1940 NARA and Archives.Com Census Release Effort Fails

Update Apr 4. 2012:

If you are still having problems with the NARA/Archives.com website, it may be your browser. I switched from Google Chrome to Firefox this morning and everything is working smoothly. Could be a result of improvements on the Archives.com site, but I've had recent problems with Chrome not displaying everything it should on a website.




The NARA effort to provide us the 1940 census in its entirety is commendable.

That having been said however, NARA apparently chose the wrong company to do the job.  The company, Archives.com has not, in my estimation, done a very good job.

Having the advantage over all other census websites by partnering early with NARA, one might think that between the two they would be on-line and up to speed the moment the census release became official.

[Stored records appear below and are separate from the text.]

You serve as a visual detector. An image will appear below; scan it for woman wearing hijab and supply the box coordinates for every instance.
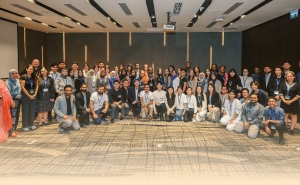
[5,69,22,137]
[86,69,100,94]
[75,69,86,94]
[169,70,179,93]
[55,68,74,96]
[0,80,15,143]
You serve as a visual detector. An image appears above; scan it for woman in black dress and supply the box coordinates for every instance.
[36,67,55,126]
[279,71,300,135]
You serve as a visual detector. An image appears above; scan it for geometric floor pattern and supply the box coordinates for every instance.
[0,116,300,180]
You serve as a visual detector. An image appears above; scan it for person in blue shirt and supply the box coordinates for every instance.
[261,97,286,145]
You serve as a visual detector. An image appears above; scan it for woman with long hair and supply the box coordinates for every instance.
[206,83,220,123]
[279,71,300,135]
[36,67,55,126]
[164,86,177,122]
[20,65,39,132]
[195,86,207,121]
[187,70,197,94]
[5,69,22,137]
[74,69,86,94]
[0,80,15,143]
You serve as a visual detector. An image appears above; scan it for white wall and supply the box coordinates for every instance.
[0,19,18,78]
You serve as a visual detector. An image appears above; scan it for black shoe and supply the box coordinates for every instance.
[58,124,64,133]
[278,138,285,145]
[269,129,276,138]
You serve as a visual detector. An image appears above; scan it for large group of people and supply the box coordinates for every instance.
[0,59,300,144]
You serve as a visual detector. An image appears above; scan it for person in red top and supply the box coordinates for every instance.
[0,80,15,143]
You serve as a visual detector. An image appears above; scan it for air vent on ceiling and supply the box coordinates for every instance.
[56,22,73,28]
[119,3,132,15]
[132,22,141,28]
[224,28,237,30]
[64,4,86,16]
[11,4,42,16]
[223,2,243,14]
[95,22,106,28]
[173,3,182,15]
[206,21,217,28]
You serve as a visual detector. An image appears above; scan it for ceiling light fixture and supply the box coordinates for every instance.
[24,17,32,21]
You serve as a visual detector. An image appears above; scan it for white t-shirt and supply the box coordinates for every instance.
[90,92,108,111]
[176,93,187,109]
[140,91,153,104]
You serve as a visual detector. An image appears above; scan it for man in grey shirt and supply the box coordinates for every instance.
[235,93,264,139]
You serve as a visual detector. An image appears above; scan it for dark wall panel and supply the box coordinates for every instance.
[242,14,300,72]
[110,33,186,69]
[44,33,63,69]
[18,27,46,71]
[65,33,107,68]
[189,32,242,74]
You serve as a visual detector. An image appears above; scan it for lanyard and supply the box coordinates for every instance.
[286,83,295,94]
[90,77,95,87]
[98,95,103,106]
[26,75,33,89]
[243,76,248,87]
[51,73,57,81]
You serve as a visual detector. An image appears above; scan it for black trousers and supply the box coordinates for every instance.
[131,102,141,117]
[77,111,90,125]
[153,103,167,119]
[260,123,286,139]
[183,109,194,122]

That wasn't the case however!

Most everyone knows by now the problems that Archives.com had.  The company seriously underestimated the amount of traffic that the census would generate to their site.  As a result many users sat and watched as the company servers struggled to merely display the search page.  In my case, I never was able to view an actual census image.  Archives.com later released a statement/apology sort of thing but it did little to relieve the frustration that millions of people must have felt while watching that little circle endlessly rotate on their monitors.

Finally, this morning I was able to view some images.  Clearly, Archives.com had made some improvements overnight.

However!

A complete image still loads slowly!

Images appear way too large with no discernible way to adjust them on screen without resorting to using Control +/- keys on the keyboard. Zoom out and every thing on screen shrinks, including next and previous image buttons.

In one 20 page packet of images for my hometown I found two image-less pages (Image 10 and 16, ED 17-25, East Baton Rouge Parish, LA).

By the time I got completely fed up with the "Official" NARA site, Ancestry had completed uploading images for at least five states and/or territories, one of which was Virginia.  I was able to complete review and extracting data from one district in Amherst Co.

I'm still looking forward to finding myself in the record.